Picar a mula: Sair depressa ou correndo.
Picuá: Cesto, balaio.
Rabo-de-tatu: Relho feito de couro trançado.
Santantônio: Cabeçote de sela.
Silhão: Sela de mulher
Socar canjica: Ato de ficar subindo e descendo sobre os arreios quando o cavalo é trotão [= socador]
(*) Menino-Serelepe - Um antigo menino levado contando vantagem é um livro de memórias de Antônio Lobo Guimarães, pseudônimo com que Antônio Carlos Guimarães (Guima, de Aguinhas) assina a coletânea HISTÓRIAS DE ÁGUINHAS. V. na abertura do site o tópico Livros à Venda.
Uma história inesquecível da minha criancice, contada no livro Menino-Serelepe* é, sem dúvida, um passeio a cavalo que fiz com meus pais na Serra das Águas. Ou melhor: a terrível tempestade, que nos colheu na descida na serra.
Confira na narrativa abaixo, e bem assim o VOCABULÁRIO DE AGUINHAS, posto ao final, com o significado de diversas palavras e expressões utilizadas no texto.
Aventuras com meu pai
E da fieira de histórias, uma digna de nota foi quando pai resolveu levar eu e mãe pra passear a cavalo a fim de conhecer a parentalha da vó Margarida — os Fernandes e os Ferreiras — que moravam na Ressaca, lá nos cafundós do Judas, bem pra lá do tope da Serra das Águas Virtuosas. Foi uma aventura e tanto: só pra subir no cavalo mãe demorou quase uma hora com medo de escarranchar as pernas na sela, que ela queria silhão, receosa que estava de ficar socando canjica ao sabor das andaduras de um chotão. Mas pai falou que aquilo não se usava mais e que ele tinha dado uns repassos nos cavalos e eles eram bons de rédea, ligeiros de pata e de marcha suave. Enfim, fomos nós, mãe num cavalo piquira, rosilho, malhado e marchador e pai num outro, azulego, estrelado, imponente, indócil, e eu na garupa do pai serra acima, serra abaixo. Serra acima do pé do morro até o cacuruto, depois um estirão pelo Campo Grande, depois Santa Cruz, depois Ressaca. Pai foi chegando e falando: Ô de casa! Viemo pra arranchar. Aumenta a água do feijão!

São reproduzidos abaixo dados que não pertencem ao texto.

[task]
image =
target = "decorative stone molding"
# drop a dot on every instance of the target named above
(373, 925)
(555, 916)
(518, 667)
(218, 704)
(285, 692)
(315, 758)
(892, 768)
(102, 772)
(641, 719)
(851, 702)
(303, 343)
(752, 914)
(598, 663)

Passamos o dia na casa dos parentes do pai: tio Jorge, tia Antônia, tia Alaíde e mais Zé Jorge, Zé Augusto e mais um despropósito de ferreirada e fernandada que num acabava mais. Esses eram tantos que só a vó Margarida é que sabia todos os nomes de cor! E pai falava: Parentada boa assim pra existir ‘tá difícil!

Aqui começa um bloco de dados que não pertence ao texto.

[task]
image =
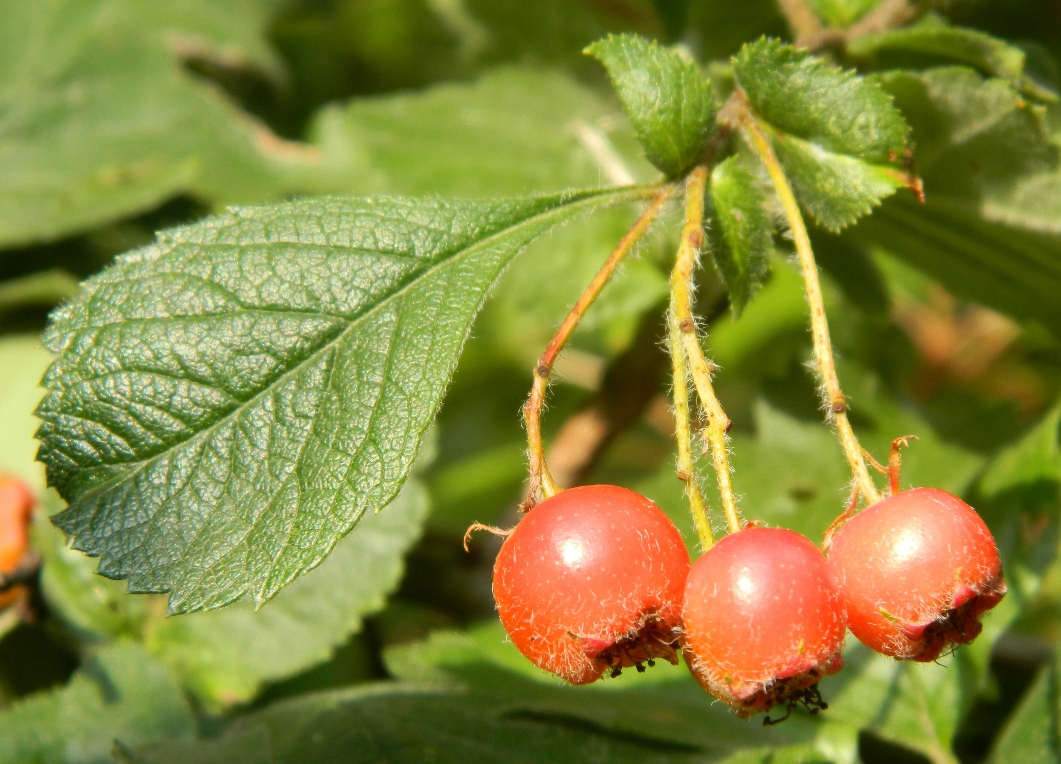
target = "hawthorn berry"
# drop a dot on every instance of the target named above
(763, 621)
(590, 582)
(917, 571)
(16, 505)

No dia seguinte, depois do almoço, pai falou: “Stá tudo muito bão, mas nós temos que picar a mula, pois pode que chova. O Dé só veio buscar fogo, parentada dizia. E aí juntamos os trens e saímos. E afundamos chão, pai tocando os cavalos bem ligeiro, sem rabo-de-tatu e espora, que ele não gostava de maltratar montaria. E só comendo estrada em pouco tempo principiamos a chegar no lombo da serra, com os cavalos já lavados em suor, por via do maior esforço, pois que trazíamos os bornais atochados de broas, ovos e frutas, um picuá com queijos frescos e linguiça defumada, um fardinho de arroz-pagão na garupa, e mais uns frangos gordos dependurados nos arreios. Mas, nesse ponto, os animais começaram a ficar inquietos, com as orelhas que nem tesoura, meio que adivinhando qualquer coisa. E num de-repente o céu encarrancou e um formidável pé-d’água pegou a gente na descida da serra, nas fragas da montanha, numa pedreirama a pique.

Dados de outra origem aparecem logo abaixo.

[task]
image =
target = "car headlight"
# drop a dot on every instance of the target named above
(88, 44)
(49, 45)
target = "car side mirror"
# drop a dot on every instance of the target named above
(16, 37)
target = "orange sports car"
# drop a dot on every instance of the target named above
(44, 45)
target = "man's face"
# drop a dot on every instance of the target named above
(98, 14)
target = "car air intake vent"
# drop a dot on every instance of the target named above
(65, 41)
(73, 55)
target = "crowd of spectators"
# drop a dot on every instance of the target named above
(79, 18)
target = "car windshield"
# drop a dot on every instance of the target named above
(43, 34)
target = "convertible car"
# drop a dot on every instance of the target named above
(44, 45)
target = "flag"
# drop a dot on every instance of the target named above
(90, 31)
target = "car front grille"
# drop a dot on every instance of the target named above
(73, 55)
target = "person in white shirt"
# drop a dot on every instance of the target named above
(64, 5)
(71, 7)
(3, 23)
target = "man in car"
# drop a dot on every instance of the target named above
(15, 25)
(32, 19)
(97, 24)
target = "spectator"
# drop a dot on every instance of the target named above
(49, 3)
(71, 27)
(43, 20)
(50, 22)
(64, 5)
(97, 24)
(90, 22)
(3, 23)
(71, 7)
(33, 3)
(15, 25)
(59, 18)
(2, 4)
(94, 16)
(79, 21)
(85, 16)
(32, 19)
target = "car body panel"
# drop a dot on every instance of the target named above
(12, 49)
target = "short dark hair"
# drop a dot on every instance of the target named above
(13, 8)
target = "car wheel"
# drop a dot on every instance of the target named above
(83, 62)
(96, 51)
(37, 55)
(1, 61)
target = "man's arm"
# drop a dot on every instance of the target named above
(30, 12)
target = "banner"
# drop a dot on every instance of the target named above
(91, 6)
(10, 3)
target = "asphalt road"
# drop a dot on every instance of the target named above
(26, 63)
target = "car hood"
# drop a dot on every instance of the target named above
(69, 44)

Com os cavalos tudo assustado, soprando e bufando, pai tratou de sofrear os bichos, procurando aquietar cada um, batendo-lhes a mão no pescoço; mas esses refugaram, começaram a passarinhar, acabaram por empacar e não mais obedeciam aos comandos. Então, pai desapeou e foi puxando o azulego com a mão esquerda e o rosilho, em que eu mais mãe ‘stava, com a direita. Mas a cavalada resfolegava, saltava, escorregava e não havia meio de querer descer a serra. E foi indo assim, cheio de dificuldade, passo a passo, e a tempestade aumentando: cordas de chuva e vento retorciam as árvores, quebravam os galhos, pequenas cachoeiras desciam pelos barrancos e inundavam o caminho... Pra completar o quadro, baixou uma cerração dos quinhentos e ninguém via nada: nem a gente nem os cavalos, esses perigando desembestar pelas ribanceiras. Era só chuva, raio e trovão que caía do céu; e choro, lágrima e oração que despencava da mãe.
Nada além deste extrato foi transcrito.